Dear Car Talk:
I have a question about my 2003 Buick Regal. I've been a diesel mechanic for 40 years, and I'm now retired. I need to change the rack and pinion on my Buick, but I need some instructions. Every time I try to ask this question online, all I get are listings of places that sell the unit. I never get the answer I need. Can you tell me where I can get instructions on how to replace the unit? -- Bill
Yeah, pretty smart ad placement by Steering Racks R Us, huh? My first suggestion would be to add the words "YouTube" to your search. YouTube has become populated with a ton of how-to videos, where amateur mechanics, plumbers, appliance repairers and brain surgeons happily show you how to do something very specific.
When searching, it's often helpful to know how many years your particular Regal was produced. In your case, that fourth generation Regal was made from 1997-2004. So any of those years should work. It also happened to be essentially the same car as the Chevy Lumina (R.I.P.), the Chevy Monte Carlo (R.I.P.), the Pontiac Grand Prix (R.I.P.) and the Oldsmobile Intrigue (R.I.P.). So if you can find videos on any of those models from those years, you'll probably learn what you need to know. From my experience, the only thing that's at all tricky about replacing the rack and pinion on your car is that you have to lower the rear section of the subframe to get at it. So you might want to recruit a friend to provide an extra set of hands, and help you line things up. That'll make the job easier. Just pick someone you're not that fond of, because the friendship will probably be over after this.

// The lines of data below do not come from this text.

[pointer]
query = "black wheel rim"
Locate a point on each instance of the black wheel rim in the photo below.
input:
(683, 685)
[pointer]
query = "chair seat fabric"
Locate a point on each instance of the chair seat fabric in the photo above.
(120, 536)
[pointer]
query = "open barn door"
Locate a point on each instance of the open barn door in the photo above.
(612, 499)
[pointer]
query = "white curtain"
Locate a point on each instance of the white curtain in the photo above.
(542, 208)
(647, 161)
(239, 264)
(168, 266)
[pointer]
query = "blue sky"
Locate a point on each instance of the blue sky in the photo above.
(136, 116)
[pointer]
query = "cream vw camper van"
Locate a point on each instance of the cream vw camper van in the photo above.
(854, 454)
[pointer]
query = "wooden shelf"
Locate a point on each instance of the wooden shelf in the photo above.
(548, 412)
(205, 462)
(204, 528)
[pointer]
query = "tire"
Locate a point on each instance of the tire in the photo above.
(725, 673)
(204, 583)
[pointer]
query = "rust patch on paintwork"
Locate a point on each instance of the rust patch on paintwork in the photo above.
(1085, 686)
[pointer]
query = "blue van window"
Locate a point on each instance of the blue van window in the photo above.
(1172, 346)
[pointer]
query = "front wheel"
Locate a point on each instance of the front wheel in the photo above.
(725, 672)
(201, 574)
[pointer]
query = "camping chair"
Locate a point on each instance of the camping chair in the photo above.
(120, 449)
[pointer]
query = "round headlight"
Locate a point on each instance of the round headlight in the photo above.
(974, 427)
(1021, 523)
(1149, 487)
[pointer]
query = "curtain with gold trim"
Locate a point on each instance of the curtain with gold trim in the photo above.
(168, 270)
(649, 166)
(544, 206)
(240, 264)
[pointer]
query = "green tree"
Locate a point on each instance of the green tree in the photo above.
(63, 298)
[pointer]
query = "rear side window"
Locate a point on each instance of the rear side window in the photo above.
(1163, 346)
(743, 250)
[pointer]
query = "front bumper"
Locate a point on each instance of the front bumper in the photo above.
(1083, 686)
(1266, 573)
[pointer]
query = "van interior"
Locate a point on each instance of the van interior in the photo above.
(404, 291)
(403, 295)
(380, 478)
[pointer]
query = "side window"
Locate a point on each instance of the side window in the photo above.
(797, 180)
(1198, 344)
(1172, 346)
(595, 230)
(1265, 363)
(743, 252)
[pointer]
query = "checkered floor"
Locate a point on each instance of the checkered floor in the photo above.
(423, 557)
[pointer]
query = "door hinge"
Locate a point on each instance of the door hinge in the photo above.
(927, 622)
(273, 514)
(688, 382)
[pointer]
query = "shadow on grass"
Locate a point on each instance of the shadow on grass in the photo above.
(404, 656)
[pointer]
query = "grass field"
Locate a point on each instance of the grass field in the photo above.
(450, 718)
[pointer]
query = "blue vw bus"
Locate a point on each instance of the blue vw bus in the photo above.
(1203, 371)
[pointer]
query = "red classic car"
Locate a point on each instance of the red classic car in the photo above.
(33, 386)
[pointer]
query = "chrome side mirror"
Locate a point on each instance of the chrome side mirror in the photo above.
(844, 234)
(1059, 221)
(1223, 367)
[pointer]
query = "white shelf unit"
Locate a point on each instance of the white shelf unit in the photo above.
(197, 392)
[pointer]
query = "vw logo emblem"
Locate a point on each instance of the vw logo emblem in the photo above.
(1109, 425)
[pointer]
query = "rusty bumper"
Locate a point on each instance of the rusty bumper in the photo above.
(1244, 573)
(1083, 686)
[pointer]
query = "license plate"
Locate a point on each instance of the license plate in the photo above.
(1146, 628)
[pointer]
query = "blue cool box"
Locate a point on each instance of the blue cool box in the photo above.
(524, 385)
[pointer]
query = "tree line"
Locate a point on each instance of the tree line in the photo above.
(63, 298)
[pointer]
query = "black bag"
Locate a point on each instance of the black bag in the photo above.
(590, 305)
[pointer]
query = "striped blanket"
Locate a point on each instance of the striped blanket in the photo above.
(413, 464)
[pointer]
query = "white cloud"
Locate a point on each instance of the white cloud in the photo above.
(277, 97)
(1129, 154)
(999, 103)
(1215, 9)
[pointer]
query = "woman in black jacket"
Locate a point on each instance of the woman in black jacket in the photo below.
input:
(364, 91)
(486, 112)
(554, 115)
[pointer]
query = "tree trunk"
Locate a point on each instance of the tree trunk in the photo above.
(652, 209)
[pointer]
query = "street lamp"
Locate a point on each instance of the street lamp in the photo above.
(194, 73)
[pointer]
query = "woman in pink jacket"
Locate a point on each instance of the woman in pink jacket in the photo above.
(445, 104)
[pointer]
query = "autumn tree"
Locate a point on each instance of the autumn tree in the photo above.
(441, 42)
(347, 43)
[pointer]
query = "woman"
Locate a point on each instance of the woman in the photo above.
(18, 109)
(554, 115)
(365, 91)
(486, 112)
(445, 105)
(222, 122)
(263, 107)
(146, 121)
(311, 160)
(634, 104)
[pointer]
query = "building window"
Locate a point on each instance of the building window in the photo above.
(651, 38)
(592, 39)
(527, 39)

After you replace the rack, you'll need to either reuse or replace your outer tie rod ends. And once you do that, you'll need an alignment. Otherwise, your rack and pinion will work great, but it'll only drive you in circles. It's a job that's within the grasp of an experienced weekend mechanic, Bill. But it might take a whole weekend, especially if you decide to tackle it alone. So make a bunch of sandwiches first.